Dona, dunque, o Gesù mio, la tua luce alla mia lucerna, perché al suo splendore mi si apra il santuario celeste, il santo dei santi, che sotto le sue volte maestose accoglie te, sacerdote eterno del sacrificio perenne. Fa' che io guardi, contempli e desideri solo te; solo te ami e solo te attenda nel più ardente desiderio. Nella visione dell'amore il mio desiderio si spenga in te e al tuo cospetto la mia lucerna continuamente brilli ed arda.
Dégnati, amato nostro Salvatore, di mostrarti a noi che bussiamo, perché, conoscendoti, amiamo solo da te, te solo desideriamo, a te solo pensiamo continuamente, e meditiamo giorno e notte le tue parole. 
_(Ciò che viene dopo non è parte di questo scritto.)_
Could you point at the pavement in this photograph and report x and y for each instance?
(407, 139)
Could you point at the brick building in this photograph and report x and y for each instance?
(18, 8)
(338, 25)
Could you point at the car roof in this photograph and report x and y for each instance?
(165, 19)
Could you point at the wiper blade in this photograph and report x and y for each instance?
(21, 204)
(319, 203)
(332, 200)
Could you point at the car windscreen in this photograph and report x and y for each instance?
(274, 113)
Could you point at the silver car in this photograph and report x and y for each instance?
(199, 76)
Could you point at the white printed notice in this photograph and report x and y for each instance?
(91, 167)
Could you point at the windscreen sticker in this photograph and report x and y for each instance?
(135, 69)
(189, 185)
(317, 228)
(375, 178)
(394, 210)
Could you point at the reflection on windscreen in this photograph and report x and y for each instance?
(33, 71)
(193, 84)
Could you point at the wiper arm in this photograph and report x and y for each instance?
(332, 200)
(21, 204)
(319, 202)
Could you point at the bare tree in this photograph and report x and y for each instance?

Dégnati di infonderci un amore così grande, quale si conviene a te che sei Dio e quale meriti che ti sia reso, perché il tuo amore pervada tutto il nostro essere interiore e ci faccia completamente tuoi. In questo modo non saremo capaci di amare altra cosa all'infuori di te, che sei eterno, e la nostra carità non potrà essere estinta dalle molte acque di questo cielo, di questa terra e di questo mare, come sta scritto: «Le grandi acque non possono spegnere l'amore» (Ct 8,7).
Possa questo avverarsi per tua grazia, anche per noi, o Signore nostro Gesù Cristo, a cui sia gloria nei secoli dei secoli. Amen” (San Colombano, abate, Istr. sulla compunzione, 12, 2-3; Opera, Dublino 1957,112-114).